Friday 13 July 2012

You must keep the Israelites separate from things that make them unclean, so they will not die in their uncleanness for defiling my dwelling place, which is among them. – Leviticus 15:31


Today’s Scripture Reading (July 13, 2012): Leviticus 15

We live in the middle of a paradox. Through our struggles with modernity I think that we have forgotten that. We have tried to make the gospel make sense – we almost take pride in the logic of the message. But in depending on the logic of the gospel message, we also lose the mystery. And the loss of the mystery is dangerous. In the darkest moments of our lives, it is not the logic of the gospel that we need; we need the mystery. What we need is for God to miraculously step into our situation, an action that is filled with mystery.

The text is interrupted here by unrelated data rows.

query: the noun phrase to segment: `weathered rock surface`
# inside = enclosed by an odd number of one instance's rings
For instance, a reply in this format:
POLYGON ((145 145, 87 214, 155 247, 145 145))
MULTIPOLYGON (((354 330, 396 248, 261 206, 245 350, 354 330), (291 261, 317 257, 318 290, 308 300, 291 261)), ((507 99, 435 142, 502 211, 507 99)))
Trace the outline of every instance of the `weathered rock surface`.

And the law of God is written the same way. Some of the laws do have a logical bent to them. Some of the food laws are important because there is a health benefit – or a health danger – that could be involved in the food we eat. And in our health conscious society we understand that. Some of the sexual laws are clearly based on health issues. We think that the sexual bias of the Bible somehow limits our freedom, but in the back of our minds I think we also realize that there are a lot of sexually transmitted diseases that could be wiped off the face of the earth if we would just follow the sexual laws that are found in the writings of Moses – even just for one generation. Sabbath Day laws (laws that say that we should take a day off in honor of God) are not curtailing our freedom, but rather responding to our very real need of a day off to remain physically healthy. One of the radical elements of the Sabbath regulations inside of the Mosaic Law is that they extended even to the slave. The idea was that everyone needs that day away from work.

But some of the laws were a bit of a mystery. The cleanliness laws did not see cleanliness as a freedom from germs the way that we might view it. They were a bit of a mystery. And the idea seemed to be that a mysterious God had chosen to live among them – that he was a holy God (holy really simply means ‘set apart’) and that because a holy God was living in their midst, they would need to be a holy people. And one of the ways that the nations would recognize that they were Holy was by being set apart in their practices – in being ceremonially clean.

It is maybe something that we need to recover in our circumstances. Again, as a response to modernity we find it easy to follow the logic of God, but maybe by following the logic we demote the rituals and actions that are filled with the mystery that we need. A mystery that we will require in the dark moments when logic no longer makes any sense.